A speedy release and spending of government appropriations could boost the Philippines’ credit outlook, senators said on Tuesday, July 13.
Senate President Pro Tempore Ralph Recto said the downgrading of the Philippines’ credit outlook to negative was “unfortunate but expected”, noting how the country has addressed the COVID-19 pandemic.
“Our response to covid has not been ideal.
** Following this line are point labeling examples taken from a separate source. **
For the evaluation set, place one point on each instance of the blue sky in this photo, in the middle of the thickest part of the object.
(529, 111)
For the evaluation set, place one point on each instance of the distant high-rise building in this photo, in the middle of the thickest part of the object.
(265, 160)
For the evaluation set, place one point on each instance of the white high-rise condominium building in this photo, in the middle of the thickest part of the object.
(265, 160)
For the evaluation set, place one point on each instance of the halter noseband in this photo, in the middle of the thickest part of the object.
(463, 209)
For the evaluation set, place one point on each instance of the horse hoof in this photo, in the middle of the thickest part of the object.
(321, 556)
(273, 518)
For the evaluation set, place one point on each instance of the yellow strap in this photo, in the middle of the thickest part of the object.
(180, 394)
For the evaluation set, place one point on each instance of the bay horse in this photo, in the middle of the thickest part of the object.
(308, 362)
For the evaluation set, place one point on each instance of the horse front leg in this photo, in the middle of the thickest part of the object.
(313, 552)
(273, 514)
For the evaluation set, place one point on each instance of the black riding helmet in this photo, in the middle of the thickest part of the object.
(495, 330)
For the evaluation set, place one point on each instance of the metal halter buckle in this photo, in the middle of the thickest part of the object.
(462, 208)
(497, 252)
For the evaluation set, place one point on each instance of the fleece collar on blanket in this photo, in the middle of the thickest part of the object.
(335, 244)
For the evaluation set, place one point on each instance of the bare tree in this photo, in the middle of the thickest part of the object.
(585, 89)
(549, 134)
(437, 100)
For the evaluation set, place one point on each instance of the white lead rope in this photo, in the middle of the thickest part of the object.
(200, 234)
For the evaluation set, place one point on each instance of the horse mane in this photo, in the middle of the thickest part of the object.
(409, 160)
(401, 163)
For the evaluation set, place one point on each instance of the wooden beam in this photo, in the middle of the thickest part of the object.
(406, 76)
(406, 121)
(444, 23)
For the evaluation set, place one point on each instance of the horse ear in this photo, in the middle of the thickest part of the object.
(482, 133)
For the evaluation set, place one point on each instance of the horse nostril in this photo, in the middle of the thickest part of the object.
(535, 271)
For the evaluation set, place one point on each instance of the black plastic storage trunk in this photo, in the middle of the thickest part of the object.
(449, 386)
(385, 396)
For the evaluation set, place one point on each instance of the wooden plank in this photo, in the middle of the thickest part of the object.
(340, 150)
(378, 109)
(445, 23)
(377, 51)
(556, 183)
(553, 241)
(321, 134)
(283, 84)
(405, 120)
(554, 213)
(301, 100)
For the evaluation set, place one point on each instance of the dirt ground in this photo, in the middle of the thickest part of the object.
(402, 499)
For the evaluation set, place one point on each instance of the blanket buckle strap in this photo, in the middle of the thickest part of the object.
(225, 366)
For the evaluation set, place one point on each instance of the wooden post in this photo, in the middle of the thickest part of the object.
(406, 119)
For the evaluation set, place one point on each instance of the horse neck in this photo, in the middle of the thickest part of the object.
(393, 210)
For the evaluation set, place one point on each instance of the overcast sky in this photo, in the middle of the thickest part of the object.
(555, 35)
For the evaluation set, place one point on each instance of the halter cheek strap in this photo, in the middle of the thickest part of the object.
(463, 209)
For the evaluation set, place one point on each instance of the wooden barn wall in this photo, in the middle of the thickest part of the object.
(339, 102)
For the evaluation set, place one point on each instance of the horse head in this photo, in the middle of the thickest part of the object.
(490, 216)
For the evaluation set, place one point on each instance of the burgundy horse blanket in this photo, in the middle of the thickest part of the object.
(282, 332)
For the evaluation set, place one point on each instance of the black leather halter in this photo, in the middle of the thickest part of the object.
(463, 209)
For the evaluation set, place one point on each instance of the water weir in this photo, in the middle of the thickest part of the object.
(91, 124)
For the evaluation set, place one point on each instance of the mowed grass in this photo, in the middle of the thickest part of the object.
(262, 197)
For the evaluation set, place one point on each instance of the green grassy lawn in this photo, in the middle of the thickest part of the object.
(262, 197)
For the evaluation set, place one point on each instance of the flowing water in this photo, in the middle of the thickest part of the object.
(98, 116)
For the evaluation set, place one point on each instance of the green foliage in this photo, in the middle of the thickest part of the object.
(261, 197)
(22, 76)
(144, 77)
Our vaccination program is much behind our target to inoculate 70 [million] Filipinos with two doses this year,” Recto said in a text message.
He said recovery has been “[too] slow”, blaming the withholding of Bayanihan funds and the allocations under the 2021 General Appropriations Act (GAA).
“Hope gov[ernmen]t acts swiftly and release funds needed to fight COVID[-19] and to get people back to work,” Recto said.
Senator Juan Edgardo “Sonny” Angara also gave a similar observation, saying the latest credit rating outlook was “definitely cause for concern.”
The government, he said, must lead the country to recovery and help the private sector amid the impacts of the coronavirus outbreak.
The Senate finance committee chairman called for a “more robust public sector spending starting with the 2021 budget implementation and fast tracking any applications of the private sector that are pending with any government agencies.”
“We are dependent on the vaccine rollout for our recovery but there are ways to speed this up if all hands are on deck, so to speak,” Angara said.
London-based credit-rater Fitch Ratings has reversed the Philippines’ outlook from “stable” to a “negative” following the COVID-19 pandemic, which it said affected the country’s policy making as well as economic and fiscal out-turns.
Still, the country maintained its “BBB” credit rating.
Earlier, senators lamented the 2020 budget appropriations marked as “For Later Release” by the Department of Budget and Management (DBM), reportedly reaching to ₱160 billion.
They said the amount could have been used to pump prime the economy amid the pandemic.